Apache Spark Data load - vaquarkhan/Apache-Kafka-poc-and-notes GitHub Wiki
Loading text files
spark is spark context
Loading a text file in Scala
val input = spark.textFile("file:///home/holden/repos/spark/README.md")
Loading a text file in Java
JavaRDD<String> input = spark.textFile("file:///home/holden/repos/spark/README.md")
Multipart inputs in the form of a directory containing all of the parts can be handled in two ways. We can just use the same textFile method and pass it a directory and it will load all of the parts into our RDD.

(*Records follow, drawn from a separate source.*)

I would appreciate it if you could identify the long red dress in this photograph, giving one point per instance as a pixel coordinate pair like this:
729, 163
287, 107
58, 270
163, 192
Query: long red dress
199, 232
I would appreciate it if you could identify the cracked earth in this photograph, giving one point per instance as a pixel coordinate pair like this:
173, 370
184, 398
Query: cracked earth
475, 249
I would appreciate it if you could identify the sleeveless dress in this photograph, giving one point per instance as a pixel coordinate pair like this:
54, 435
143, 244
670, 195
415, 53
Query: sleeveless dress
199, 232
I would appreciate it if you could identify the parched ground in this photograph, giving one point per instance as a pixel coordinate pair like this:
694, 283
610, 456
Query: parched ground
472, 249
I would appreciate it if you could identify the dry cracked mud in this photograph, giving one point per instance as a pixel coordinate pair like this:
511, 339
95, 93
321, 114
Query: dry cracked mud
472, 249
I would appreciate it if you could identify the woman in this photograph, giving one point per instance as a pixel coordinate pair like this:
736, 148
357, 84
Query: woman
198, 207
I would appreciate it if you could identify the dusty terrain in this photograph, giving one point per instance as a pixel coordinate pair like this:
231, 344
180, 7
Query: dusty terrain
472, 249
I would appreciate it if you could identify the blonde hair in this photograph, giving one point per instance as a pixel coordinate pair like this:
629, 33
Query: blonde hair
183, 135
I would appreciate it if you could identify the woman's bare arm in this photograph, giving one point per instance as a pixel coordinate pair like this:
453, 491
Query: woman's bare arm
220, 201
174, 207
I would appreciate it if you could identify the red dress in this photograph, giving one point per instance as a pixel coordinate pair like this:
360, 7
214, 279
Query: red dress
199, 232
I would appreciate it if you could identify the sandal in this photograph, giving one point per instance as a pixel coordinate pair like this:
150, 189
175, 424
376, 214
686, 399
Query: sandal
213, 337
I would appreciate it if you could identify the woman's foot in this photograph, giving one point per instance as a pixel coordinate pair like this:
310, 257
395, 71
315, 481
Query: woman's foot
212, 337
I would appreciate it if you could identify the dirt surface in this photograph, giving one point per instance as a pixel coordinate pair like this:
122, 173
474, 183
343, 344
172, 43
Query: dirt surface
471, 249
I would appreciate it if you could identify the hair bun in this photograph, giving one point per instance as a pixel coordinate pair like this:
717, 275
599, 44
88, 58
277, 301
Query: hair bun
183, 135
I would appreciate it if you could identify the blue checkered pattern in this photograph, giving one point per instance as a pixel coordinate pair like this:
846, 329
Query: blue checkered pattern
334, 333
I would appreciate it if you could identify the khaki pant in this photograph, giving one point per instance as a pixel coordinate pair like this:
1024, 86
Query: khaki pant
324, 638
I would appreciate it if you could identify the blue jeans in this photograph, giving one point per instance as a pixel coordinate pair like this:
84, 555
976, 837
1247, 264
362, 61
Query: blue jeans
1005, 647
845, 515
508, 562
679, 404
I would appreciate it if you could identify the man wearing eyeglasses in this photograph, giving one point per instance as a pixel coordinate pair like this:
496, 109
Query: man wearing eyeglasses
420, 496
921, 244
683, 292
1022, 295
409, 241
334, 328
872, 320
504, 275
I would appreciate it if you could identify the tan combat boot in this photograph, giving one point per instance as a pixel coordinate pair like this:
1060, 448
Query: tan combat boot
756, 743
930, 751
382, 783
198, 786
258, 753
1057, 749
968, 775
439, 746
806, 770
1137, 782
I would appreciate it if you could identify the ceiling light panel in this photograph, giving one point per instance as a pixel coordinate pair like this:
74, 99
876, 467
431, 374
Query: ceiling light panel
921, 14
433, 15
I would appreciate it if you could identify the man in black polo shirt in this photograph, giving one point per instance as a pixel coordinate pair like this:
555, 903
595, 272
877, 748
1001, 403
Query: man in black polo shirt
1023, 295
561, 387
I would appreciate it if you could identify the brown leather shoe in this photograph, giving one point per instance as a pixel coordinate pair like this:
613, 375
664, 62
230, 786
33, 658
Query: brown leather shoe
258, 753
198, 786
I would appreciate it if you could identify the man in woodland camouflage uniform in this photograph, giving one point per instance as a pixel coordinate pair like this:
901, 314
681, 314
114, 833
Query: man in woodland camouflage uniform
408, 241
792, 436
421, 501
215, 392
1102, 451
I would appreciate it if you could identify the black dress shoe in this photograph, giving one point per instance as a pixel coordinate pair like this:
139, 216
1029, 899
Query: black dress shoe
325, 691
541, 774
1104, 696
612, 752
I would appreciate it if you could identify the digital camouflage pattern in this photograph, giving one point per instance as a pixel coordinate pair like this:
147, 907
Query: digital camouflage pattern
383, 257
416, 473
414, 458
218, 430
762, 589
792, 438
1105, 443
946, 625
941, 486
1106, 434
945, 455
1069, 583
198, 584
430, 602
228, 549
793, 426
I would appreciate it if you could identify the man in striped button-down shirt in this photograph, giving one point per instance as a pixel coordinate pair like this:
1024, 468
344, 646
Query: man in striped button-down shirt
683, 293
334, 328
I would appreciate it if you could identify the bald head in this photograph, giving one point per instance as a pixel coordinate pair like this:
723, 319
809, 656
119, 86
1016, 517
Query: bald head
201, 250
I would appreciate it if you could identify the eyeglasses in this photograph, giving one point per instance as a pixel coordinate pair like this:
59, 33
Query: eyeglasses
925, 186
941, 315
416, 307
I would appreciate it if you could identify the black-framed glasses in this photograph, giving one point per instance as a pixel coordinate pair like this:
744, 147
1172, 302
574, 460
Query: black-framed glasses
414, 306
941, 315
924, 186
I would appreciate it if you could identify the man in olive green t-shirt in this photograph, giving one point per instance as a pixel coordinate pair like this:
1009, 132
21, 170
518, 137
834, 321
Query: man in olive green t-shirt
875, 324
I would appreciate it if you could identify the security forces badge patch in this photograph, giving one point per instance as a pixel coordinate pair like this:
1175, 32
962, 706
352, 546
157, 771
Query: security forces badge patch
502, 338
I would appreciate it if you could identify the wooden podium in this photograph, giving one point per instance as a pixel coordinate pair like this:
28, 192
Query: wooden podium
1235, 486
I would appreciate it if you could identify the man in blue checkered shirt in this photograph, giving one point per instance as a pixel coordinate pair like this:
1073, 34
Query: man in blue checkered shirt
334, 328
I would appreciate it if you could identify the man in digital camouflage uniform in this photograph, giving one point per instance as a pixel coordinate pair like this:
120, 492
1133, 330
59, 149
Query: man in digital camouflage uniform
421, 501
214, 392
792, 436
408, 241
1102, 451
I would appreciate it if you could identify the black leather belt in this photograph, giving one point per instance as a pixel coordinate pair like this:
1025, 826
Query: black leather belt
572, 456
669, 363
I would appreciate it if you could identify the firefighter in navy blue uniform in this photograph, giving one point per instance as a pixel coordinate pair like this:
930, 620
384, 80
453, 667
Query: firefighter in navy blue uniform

If our files are small enough, then we can use the SparkContext.wholeTextFiles() method and get back a pair RDD where the key is the name of the input file.
wholeTextFiles() can be very useful when each file represents a certain time period’s data. If we had files representing sales data from different periods, we could easily compute the average for each period,
Example Average value per file in Scala
val input = sc.wholeTextFiles("file://home/holden/salesFiles")
val result = input.mapValues
{ y => val nums = y.split(" ").map(x => x.toDouble) nums.sum / nums.size.toDouble }
Spark supports reading all the files in a given directory and doing wildcard expansion on the input (e.g., part-*.txt). This is useful since large datasets are often spread across multiple files
Save text file results
result.saveAsTextFile(outputFile)
Loading Json files
Loading the data as a text file and then parsing the JSON data is an approach that we can use in all of the supported languages. This works assuming that you have one JSON record per row; if you have multiline JSON files, you will instead have to load the whole file and then parse each file.
Loading JSON in Scala
import com.fasterxml.jackson.module.scala.DefaultScalaModule
import com.fasterxml.jackson.module.scala.experimental.ScalaObjectMapper
import com.fasterxml.jackson.databind.ObjectMapper
import com.fasterxml.jackson.databind.DeserializationFeature
...
case class Person(name: String, lovesPandas: Boolean) // Must be a top-level clas
// Parse it into a specific case class. We use flatMap to handle errors
// by returning an empty list (None) if we encounter an issue and a
// list with one element if everything is ok (Some(_)).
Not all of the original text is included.